Yapılan yargılama ve saptanan somut uyuşmazlık bakımından uygulanması gereken hukuk kuralları gözetildiğinde İlk Derece Mahkemesince verilen kararda bir isabetsizlik olmadığının anlaşılmasına göre yapılan istinaf başvurusunun HMK"nın 353/b-1 maddesi uyarınca Bölge Adliye Mahkemesince esastan reddine ilişkin kararın usul ve yasaya uygun olduğu kanısına varıldığından Bölge Adliye Mahkemesi kararının onanmasına karar vermek gerekmiştir.
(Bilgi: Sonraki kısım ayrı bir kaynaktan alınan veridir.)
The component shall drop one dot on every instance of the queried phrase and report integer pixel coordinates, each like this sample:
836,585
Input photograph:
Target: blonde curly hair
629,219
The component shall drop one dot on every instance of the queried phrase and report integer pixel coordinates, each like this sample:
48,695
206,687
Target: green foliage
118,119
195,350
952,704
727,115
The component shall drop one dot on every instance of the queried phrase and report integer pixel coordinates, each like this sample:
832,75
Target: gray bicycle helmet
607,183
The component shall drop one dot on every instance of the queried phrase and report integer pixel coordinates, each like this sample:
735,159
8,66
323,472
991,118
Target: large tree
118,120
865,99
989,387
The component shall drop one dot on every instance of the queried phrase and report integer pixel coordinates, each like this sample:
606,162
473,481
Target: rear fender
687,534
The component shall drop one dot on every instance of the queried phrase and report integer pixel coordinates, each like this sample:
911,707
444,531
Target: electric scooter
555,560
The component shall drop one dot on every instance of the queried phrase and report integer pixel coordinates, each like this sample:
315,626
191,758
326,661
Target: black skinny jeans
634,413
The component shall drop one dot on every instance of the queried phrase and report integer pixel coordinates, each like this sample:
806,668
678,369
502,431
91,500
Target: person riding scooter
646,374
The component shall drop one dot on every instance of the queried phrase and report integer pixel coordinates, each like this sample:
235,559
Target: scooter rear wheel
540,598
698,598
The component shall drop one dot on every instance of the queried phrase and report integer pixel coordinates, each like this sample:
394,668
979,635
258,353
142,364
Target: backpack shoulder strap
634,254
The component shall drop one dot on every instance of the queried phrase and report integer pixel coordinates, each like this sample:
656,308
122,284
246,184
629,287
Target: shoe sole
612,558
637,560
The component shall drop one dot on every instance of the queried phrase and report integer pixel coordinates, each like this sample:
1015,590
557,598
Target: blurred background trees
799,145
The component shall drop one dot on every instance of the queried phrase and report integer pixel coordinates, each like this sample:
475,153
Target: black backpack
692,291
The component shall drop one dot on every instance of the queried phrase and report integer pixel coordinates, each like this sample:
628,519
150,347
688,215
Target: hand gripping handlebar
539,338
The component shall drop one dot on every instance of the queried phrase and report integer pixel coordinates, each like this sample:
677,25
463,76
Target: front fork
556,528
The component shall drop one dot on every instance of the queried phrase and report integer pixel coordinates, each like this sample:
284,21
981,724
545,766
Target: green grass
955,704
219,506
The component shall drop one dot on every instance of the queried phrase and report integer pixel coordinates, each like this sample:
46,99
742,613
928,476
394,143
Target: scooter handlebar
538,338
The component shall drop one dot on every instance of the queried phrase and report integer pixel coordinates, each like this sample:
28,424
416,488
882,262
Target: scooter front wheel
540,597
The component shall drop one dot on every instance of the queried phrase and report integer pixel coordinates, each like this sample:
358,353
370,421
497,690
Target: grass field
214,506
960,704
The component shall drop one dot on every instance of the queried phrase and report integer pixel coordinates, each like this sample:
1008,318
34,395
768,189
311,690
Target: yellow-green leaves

SONUÇ: Yukarda açıklanan nedenlerle, asıl davada davalı ve asıl davada davalı-birleşen davada davacı vekilinin temyiz istemlerinin reddi ile Bölge Adliye Mahkemesince verilen kararın HMK"nın 370/1. maddesi uyarınca ONANMASINA, HMK"nın 372. maddesi uyarınca işlem yapılmak üzere dava dosyasının Bölge Adliye Mahkemesine gönderilmesine, aşağıda yazılı bakiye 25.542,15 TL temyiz ilam harcının temyiz eden asıl davada davalı ve asıl davada davalı-birleşen davada davacıdan alınmasına, 12/03/2019 tarihinde kesin olarak oybirliğiyle karar verildi.